Museum Closed Christmas Eve and Christmas Day
Smallpox Eradication
Smallpox
In 1966, the scope of CDC’s public health responsibilities broadened as the agency transformed into a major contributor to global health programs. The next sections of this exhibit detail how CDC responded to international disease outbreaks and assisted with both man-made and natural disasters. Today, the agency continues to build on this work by protecting and promoting health around the world.
This section of the exhibit is dedicated to the most notable international campaign to date: the program to eradicate smallpox. To eradicate a disease means to get rid of it completely.
Smallpox was a very deadly viral disease killing one-third of its victims and leaving survivors scarred for life. The infection begins with a high fever and rash that quickly turns into bumps. The bumps develop into pustules, which are hard protrusions that feel like pebbles under the skin. As the disease progresses, the center of the pustules indent and scabs form over them. During the contagious “sloughing” process, the scabs fall off, leaving smallpox survivors with pitted scars. The high fever one gets during the illness may also result in blindness. Since the virus that causes smallpox is only found in humans, the scientific consensus was that if enough people were vaccinated, the virus would no longer have a host and would die out.
Partnering to Eradicate Smallpox
In 1966, the United States partnered with the Soviet Union on a campaign to eradicate smallpox and measles—encouraging the World Health Organization to increase its support for the global program. On behalf of the U.S., CDC recruited 26 young physicians and public health advisors to help countries eradicate this ancient disease and develop a containment technique that could be used throughout the rest of the world. Since they required mobilization of resources and coordination with local communities, eradication campaigns were the individual countries’ programs. CDC provided technical advice, transportation, training, and encouragement, but the vaccination campaign’s work was completed by health workers from each country.

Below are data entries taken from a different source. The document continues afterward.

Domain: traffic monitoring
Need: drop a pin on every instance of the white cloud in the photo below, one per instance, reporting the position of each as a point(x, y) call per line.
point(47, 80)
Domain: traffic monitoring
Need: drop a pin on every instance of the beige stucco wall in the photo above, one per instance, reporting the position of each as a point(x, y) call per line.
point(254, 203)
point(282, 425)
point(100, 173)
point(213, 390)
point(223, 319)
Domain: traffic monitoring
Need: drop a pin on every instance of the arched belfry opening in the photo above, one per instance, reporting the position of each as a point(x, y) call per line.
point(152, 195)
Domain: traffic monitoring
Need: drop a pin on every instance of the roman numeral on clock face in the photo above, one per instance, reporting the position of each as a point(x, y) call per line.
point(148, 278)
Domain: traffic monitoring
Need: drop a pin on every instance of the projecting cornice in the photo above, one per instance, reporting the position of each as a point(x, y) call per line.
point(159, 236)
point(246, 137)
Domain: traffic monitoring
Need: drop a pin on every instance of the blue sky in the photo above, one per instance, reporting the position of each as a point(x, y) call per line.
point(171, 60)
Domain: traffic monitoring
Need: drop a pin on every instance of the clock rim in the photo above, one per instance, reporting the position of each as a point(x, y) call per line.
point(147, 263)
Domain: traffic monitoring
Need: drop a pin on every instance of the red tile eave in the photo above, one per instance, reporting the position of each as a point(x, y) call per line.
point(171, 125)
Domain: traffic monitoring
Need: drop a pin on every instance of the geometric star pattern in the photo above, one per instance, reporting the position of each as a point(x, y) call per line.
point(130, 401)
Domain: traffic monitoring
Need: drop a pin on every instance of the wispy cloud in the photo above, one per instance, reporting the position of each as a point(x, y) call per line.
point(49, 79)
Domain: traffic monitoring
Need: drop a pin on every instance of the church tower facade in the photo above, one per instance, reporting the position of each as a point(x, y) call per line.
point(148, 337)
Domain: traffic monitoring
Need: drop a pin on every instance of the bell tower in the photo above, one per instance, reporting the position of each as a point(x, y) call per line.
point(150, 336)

Early Tools and Strategies
In West Africa, posters were used to educate people about smallpox vaccination campaigns. Most posters were illustrated by regional artists who used bright colors, bold lines, and minimal text. The posters showed people in traditional clothing getting vaccinated or the repercussions of not getting vaccinated. Three of the five posters here show families of four being inoculated, an effort to show that it was important for everyone in a family to receive the vaccine.
Around the world, different strategies and different tools were used for smallpox eradication. The first strategy implemented was mass vaccination, a process that attempted to vaccinate an entire community. During this early phase, health workers usually used the ped-o-jet, a modified pneumatic air gun. It was operated by a foot-pedal instead of electricity. This tool was used to quickly and effectively inject many people with the smallpox vaccine and, in some cases, the measles vaccine. While the ped-o-jet worked well for vaccinating large populations in a single location, such as an entire village or other community, it wasn’t suited for the next eradication strategy, surveillance and house-to-house vaccination.
Targeted Vaccination Efforts and Other New Tools
As the program continued, mass vaccination was replaced by surveillance and house-to-house vaccination. Workers searched for new smallpox cases by walking through communities. A photograph (shown here) from a WHO surveillance notebook used in Bangladesh shows a child’s face completely covered in smallpox pustules. Workers would show the picture to villagers and ask if they had seen any persons with a disease that looked like this picture. As part of identifying cases, health workers had to record where they encountered smallpox. They drew maps of villages and communities to chart who had smallpox, who had been exposed, and other relevant information.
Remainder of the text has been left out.